In previous work (Herrera-Araujo et. al, 2020) we explore the validity of the widely imple- mented practice of dividing VSL by future QALYs to approximate the monetary value of a health improvement. Our theoretical setting allows us to derive empirical tractable upper and lower bounds for the value for improved health and longevity. We find that dividing VSL by future QALYs corresponds to an upper bound of the WTP for improving health, which implies that dividing VSL by future QALYs overstates the monetary value of health gain. We also identify a lower bound not previously used in policy applications but appealing given its conservative nature. Our research aims at empirically identifying the upper and lower bounds for the value of improved health and longevity along with VSL estimates in France
The project’s second objective aims at providing empirical support for an innovative method for estimating the VSL through SP: the use of non-marginal risk reductions. Most papers ask respondents to value small risk reductions to elicit VSL. These have the advantage that under conventional theoretical assumptions, WTP should be nearly proportional to the proposed risk reduction for small risk reductions.
For example, if WTP for a 1 in 100,000 change in the annual risk of premature death equals 30 euros, then the WTP for a 2 in 100,000 change should be close to 60 euros. This result provides a useful scope test: responses should be consistent with the hypothesis that WTP is nearly proportional to the risk reduction. Passing a scope test is considered a necessary condition for an SP study to be of good quality. In practice, stated-preference studies pervasively suffer from a lack of scope sensitivity (Hammitt and Graham, 1999). This is called "scope insensitivity". There are at least two reasons for this. First, scope insensitivity may result from the diminishing rate at which individual’s trade income for risk reduction as the risk change increases (i.e., the curvature of the utility function; Corso et al. 2001); and second, it may result from respondents’ lack of understanding of the "good" being valued.
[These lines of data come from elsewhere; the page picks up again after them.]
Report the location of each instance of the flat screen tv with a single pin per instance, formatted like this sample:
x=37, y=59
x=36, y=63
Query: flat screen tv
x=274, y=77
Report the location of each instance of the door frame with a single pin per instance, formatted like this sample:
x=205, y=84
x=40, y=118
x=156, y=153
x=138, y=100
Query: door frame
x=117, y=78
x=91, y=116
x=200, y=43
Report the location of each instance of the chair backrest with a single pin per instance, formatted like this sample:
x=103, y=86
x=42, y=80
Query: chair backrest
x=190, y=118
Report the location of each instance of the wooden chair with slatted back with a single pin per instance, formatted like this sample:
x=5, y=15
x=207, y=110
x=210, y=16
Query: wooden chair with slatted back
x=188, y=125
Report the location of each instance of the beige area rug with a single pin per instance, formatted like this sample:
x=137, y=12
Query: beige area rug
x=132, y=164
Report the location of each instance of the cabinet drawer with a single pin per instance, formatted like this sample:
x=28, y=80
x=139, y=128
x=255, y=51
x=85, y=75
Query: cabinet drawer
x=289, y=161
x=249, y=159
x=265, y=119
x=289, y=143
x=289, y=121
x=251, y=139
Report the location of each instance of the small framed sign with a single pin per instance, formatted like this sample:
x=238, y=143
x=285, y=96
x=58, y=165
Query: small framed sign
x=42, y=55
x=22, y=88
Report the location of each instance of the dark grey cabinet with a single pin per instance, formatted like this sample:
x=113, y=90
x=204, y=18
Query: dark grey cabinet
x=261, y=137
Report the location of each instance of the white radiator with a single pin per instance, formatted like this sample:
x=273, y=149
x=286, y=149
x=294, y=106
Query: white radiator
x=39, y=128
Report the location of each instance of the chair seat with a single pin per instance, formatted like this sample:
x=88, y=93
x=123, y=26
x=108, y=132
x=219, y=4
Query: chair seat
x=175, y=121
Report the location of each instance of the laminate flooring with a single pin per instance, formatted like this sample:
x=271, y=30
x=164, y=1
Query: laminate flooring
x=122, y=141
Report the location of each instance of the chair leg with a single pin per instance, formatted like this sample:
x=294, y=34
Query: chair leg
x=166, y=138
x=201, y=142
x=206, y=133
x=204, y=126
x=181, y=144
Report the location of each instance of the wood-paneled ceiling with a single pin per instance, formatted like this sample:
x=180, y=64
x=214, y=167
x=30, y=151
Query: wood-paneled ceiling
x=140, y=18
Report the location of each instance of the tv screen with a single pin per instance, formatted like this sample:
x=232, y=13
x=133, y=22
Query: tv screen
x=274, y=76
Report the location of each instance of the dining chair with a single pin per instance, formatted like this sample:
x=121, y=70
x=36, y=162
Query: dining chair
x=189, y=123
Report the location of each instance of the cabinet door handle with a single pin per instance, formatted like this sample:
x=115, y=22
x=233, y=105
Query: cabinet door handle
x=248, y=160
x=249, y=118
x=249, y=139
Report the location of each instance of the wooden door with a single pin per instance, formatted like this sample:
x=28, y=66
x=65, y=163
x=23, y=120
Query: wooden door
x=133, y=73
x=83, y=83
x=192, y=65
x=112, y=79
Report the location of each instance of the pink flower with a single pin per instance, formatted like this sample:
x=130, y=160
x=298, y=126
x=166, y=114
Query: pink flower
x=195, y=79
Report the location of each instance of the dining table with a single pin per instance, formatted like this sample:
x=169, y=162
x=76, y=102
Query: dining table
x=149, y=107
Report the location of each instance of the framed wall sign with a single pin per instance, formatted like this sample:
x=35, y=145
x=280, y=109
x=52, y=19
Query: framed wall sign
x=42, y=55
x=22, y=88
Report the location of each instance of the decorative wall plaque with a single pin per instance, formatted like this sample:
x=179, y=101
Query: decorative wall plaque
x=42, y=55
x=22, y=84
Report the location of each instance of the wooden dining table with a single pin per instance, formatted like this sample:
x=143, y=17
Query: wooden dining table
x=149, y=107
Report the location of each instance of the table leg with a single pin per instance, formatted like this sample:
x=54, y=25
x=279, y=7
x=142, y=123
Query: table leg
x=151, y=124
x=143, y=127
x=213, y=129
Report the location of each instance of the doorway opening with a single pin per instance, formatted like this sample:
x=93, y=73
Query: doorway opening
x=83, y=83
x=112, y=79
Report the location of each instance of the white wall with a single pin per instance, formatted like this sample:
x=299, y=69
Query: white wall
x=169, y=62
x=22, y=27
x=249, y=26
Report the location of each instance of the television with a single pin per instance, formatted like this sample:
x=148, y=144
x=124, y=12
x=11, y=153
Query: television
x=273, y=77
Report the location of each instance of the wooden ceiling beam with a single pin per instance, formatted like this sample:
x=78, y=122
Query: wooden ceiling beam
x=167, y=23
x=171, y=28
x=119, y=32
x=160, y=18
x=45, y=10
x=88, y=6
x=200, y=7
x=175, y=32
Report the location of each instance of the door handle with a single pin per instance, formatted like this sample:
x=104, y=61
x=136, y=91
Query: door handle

In designing VSL elicitation questions, there is a trade-off between distortions due to the curvature of the utility function and distortions due to respondents’ limited comprehension of the risk reduction. For small risk reductions (say, a 1 in 100000 change in the annual risk of premature death), the curvature of the utility function -the rate of change in the rate at which individual’s trade income for risk reductions- is unimportant, but the respondents’ cognitive cost of evaluating such small changes is high. For larger risk reductions (e.g., a 1 in 100 change in the annual risk of premature death), the curvature becomes more relevant and respondents should have a better understanding of the size of the risk change they are valuing.